RFR: 8236926: Concurrently uncommit memory in G1 [v7]
Stefan Johansson
sjohanss at openjdk.java.net
Thu Nov 19 12:06:07 UTC 2020
On Thu, 19 Nov 2020 08:47:47 GMT, Thomas Schatzl <tschatzl at openjdk.org> wrote:
>> Because here we know that the service thread is running and if we schedule with a 0 delay, there is no risk of it going to sleep before we run again. Another task might be up next, but this task will eventually run before the service thread can go to sleep.
>>
>> There is room for improvement on how we schedule tasks from another thread. I changed `enqueue` to call a new public function on the `G1ServiceThread` called `schedule_task`, which calls `schedule(task, delay)` and then `notify()`. The function `schedule(task, delay)` is what previously was named `schedule_task`. This is what will be called when someone does `task->schedule(delay)` as well, so it is a bit more unified.
>
> My question is mainly, why not notify the task to wake up when scheduling a new task in all cases. I understand the reason for the zero delay.
>
> Not seeing the problem of doing so:
>
> * tasks that need to run (or are overdue) are automatically run before this task as they have a time-to-run < current time, and so this task is scheduled after
>
> * The extra notification for `schedule_task()` does not seem to hurt, at most it wakes up the service thread to do the next scheduled task (which afaiu other tasks if they are already due).
>
> I.e. the "optimization" here to not notify the service thread seems to be superfluous. Or maybe the notification could be suppressed automatically if `schedule_task()` is called in `execute` (`G1ServiceThread` can check fairly easily if it is currently running a task)
>
> I am concerned about users of the API to needlessly have to decide whether they should call `schedule()` or `schedule_task()` as they have different effect.
>
> Maybe `schedule()` could just call `schedule_task()`.
>
> (That might be a pre-existing issue of using `schedule` vs. `schedule_task()`, so feel free to say it's out of scope. :) )

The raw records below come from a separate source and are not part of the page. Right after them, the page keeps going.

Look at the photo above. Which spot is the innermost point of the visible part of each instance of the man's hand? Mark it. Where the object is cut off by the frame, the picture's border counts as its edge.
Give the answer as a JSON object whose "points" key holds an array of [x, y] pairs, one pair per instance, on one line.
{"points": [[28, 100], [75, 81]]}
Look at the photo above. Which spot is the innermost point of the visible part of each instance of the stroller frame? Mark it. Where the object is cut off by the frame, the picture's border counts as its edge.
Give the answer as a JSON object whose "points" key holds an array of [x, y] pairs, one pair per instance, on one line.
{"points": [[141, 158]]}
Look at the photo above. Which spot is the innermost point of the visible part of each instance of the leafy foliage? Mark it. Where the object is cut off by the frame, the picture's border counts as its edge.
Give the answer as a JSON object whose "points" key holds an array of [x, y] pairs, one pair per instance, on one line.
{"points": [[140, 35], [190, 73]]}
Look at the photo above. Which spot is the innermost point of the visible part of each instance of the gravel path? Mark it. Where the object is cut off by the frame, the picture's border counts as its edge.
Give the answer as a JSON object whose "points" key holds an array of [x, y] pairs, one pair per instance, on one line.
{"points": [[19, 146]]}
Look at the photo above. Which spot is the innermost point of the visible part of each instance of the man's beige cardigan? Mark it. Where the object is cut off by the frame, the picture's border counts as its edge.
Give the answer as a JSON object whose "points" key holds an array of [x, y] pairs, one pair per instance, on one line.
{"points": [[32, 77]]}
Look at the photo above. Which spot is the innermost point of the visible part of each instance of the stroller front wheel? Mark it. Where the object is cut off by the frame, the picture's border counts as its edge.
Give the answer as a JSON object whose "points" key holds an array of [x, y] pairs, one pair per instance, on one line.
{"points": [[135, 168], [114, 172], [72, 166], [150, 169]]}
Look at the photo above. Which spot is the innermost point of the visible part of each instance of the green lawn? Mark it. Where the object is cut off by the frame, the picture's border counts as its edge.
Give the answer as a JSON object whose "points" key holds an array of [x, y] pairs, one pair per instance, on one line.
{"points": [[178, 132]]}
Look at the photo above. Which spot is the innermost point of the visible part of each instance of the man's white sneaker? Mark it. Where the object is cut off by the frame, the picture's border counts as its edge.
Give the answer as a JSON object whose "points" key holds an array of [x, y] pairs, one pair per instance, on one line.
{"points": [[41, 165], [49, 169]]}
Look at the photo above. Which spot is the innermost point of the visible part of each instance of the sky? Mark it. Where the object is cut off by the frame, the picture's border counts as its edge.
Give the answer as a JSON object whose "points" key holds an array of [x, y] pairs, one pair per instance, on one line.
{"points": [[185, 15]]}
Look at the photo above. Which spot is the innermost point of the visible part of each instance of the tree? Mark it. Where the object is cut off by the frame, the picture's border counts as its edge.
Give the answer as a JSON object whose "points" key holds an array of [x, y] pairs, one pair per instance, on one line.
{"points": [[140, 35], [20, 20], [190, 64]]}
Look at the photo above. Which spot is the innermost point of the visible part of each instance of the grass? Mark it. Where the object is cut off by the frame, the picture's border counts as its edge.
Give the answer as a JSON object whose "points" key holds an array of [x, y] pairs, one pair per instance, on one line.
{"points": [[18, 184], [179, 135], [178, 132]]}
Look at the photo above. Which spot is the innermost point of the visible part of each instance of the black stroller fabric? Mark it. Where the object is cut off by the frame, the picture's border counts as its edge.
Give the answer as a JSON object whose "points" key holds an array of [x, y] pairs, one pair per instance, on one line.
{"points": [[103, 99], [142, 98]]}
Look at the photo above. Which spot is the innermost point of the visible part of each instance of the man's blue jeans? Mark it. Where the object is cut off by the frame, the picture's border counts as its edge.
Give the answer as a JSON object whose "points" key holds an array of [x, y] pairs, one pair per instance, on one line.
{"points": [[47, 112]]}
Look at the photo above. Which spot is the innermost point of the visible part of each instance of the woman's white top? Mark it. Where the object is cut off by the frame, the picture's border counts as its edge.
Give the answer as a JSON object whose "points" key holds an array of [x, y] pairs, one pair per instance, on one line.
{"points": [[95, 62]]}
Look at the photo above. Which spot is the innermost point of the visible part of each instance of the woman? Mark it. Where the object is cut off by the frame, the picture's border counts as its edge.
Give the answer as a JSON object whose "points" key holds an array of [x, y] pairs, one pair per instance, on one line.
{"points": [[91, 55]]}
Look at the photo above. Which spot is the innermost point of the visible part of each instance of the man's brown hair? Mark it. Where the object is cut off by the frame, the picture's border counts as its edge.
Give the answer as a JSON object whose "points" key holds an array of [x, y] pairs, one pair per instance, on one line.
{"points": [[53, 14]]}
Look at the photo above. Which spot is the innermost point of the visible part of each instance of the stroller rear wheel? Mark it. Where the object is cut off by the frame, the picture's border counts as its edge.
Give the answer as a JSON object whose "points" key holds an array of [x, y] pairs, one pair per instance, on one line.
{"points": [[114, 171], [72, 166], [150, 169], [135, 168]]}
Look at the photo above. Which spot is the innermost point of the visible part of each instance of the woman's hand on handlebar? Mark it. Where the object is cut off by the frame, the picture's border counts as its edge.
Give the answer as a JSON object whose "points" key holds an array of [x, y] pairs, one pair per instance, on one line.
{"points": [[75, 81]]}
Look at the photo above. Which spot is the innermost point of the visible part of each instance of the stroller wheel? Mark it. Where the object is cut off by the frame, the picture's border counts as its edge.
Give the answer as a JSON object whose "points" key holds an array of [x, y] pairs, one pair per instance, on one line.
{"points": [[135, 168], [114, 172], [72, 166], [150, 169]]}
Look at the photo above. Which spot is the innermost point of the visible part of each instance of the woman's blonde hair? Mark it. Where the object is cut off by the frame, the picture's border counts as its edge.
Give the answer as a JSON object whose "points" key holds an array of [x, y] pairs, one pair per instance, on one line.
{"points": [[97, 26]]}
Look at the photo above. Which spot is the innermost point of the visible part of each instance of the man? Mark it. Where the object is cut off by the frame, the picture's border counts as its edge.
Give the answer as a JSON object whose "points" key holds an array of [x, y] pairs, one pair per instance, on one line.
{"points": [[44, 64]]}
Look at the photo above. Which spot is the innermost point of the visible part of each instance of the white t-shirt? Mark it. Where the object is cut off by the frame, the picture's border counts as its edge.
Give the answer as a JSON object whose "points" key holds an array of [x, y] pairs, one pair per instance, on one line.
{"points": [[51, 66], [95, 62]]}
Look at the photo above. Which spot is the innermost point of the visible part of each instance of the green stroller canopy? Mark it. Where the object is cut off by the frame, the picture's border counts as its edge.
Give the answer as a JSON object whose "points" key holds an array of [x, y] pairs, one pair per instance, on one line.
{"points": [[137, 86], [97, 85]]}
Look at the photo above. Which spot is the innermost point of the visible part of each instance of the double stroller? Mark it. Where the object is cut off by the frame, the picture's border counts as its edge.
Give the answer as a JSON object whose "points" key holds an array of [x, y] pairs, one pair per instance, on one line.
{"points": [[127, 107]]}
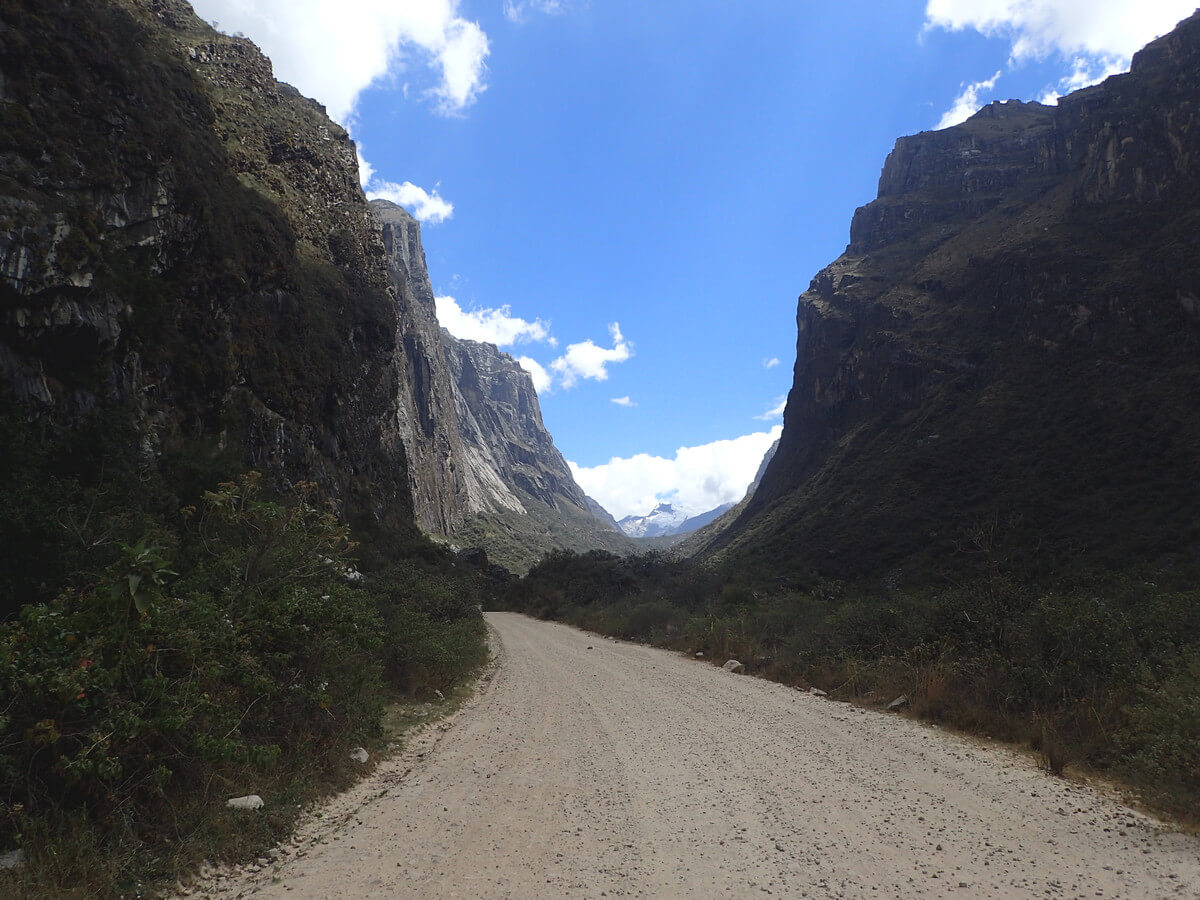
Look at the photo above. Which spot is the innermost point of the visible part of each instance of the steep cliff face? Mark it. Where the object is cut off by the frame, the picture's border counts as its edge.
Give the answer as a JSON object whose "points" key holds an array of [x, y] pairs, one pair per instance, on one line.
{"points": [[185, 238], [483, 468], [1012, 335], [521, 496], [426, 411]]}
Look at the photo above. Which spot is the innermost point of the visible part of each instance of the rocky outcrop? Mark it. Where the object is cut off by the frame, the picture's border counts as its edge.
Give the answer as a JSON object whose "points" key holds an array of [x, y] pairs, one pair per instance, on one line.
{"points": [[483, 468], [1011, 336], [184, 238], [426, 409], [507, 448], [521, 498]]}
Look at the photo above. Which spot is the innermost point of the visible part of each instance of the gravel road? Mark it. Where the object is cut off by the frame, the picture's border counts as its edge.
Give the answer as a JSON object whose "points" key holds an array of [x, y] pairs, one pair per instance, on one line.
{"points": [[588, 767]]}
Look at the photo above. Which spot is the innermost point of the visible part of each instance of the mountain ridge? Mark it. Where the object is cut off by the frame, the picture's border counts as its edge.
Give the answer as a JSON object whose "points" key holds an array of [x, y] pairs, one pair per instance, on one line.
{"points": [[1013, 321]]}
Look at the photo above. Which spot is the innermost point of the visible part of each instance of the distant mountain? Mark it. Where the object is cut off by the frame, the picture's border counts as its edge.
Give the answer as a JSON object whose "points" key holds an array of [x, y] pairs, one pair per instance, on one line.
{"points": [[703, 519], [661, 520], [666, 520]]}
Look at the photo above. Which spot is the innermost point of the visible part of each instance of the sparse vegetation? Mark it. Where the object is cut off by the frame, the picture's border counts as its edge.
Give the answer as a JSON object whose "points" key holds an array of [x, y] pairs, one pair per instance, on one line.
{"points": [[1090, 669]]}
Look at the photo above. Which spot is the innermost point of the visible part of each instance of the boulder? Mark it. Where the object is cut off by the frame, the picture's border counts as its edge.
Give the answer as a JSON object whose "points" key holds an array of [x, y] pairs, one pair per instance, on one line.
{"points": [[251, 801]]}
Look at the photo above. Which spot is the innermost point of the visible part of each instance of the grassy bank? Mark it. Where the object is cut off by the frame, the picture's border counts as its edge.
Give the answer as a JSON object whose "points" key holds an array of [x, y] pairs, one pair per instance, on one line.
{"points": [[169, 655], [1093, 669]]}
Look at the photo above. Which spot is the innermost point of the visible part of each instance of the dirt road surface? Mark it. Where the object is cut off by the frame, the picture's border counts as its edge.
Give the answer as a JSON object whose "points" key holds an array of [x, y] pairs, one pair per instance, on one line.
{"points": [[589, 768]]}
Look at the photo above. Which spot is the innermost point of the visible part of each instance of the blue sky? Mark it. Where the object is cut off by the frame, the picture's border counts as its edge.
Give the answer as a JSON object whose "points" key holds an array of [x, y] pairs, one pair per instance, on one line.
{"points": [[630, 196]]}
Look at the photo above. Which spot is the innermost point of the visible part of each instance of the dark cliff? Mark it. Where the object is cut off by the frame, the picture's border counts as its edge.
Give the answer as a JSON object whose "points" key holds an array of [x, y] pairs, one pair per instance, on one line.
{"points": [[184, 238], [1013, 335], [425, 403]]}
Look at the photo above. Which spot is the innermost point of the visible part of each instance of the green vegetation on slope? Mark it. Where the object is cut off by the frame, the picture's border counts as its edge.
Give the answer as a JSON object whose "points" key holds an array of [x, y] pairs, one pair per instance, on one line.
{"points": [[1093, 669], [516, 541], [179, 646]]}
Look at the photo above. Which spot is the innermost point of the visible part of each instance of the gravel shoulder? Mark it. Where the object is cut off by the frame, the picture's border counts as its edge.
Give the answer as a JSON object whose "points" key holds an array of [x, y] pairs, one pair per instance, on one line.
{"points": [[588, 767]]}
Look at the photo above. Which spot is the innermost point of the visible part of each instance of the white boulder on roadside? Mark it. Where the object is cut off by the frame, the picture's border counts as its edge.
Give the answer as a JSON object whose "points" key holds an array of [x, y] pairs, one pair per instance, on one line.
{"points": [[251, 801]]}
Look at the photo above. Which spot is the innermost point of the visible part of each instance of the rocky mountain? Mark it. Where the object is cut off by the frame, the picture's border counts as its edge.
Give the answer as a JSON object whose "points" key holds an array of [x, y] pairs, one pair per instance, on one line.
{"points": [[185, 249], [426, 406], [483, 468], [1008, 345], [184, 241], [665, 520]]}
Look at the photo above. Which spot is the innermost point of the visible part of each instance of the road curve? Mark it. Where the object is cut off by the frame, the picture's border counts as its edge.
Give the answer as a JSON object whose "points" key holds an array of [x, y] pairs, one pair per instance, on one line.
{"points": [[588, 767]]}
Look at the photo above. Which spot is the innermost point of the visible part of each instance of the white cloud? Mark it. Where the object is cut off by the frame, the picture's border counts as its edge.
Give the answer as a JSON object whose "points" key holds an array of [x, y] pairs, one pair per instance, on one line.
{"points": [[519, 10], [1071, 28], [541, 378], [775, 411], [697, 479], [498, 327], [589, 360], [1084, 73], [967, 102], [424, 205], [366, 171], [334, 51], [1097, 39]]}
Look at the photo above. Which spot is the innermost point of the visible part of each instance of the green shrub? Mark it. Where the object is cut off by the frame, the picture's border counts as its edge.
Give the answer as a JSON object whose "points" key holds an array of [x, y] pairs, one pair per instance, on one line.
{"points": [[132, 697]]}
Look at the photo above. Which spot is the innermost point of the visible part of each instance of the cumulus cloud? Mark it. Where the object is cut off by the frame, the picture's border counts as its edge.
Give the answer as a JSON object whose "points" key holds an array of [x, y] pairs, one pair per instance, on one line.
{"points": [[366, 171], [696, 479], [967, 102], [775, 412], [1039, 28], [519, 10], [498, 327], [1096, 39], [589, 360], [334, 51], [541, 378], [1084, 73], [425, 205]]}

You are correct that doing the extra notification won't hurt, but I don't really see why we should do the notification when we know it is not needed. There are probably a few improvements that we want to do when it comes to how the service thread is registering and scheduling tasks. Since this mechanism is very new I think we will realize how we want this to work more and more.
This is the way I see it right now (after the introduction of the public `G1ServiceThread::schedule_task()`:
* `G1ServiceTask::schedule(delay)` should only be called from a running task. Using it to schedule it from the outside was a bit of a hack. `schedule()` will call `G1ServiceThread::schedule(task, delay)` and nothing more.
* `G1ServiceThread::schedule_task(task, delay)` should be used to schedule a task from the outside. It will under the hood call `G1ServiceThread::schedule(task, delay)` and `G1ServiceThread::notify()` to handle the case where the task end up being the first task in the queue.
To me separating the use cases is good, but you might not agree. We could add an assert to `G1ServiceTask::schedule(delay)` to ensure that it is only called when running on the service thread, that way we would catch wrong usage of the API quickly.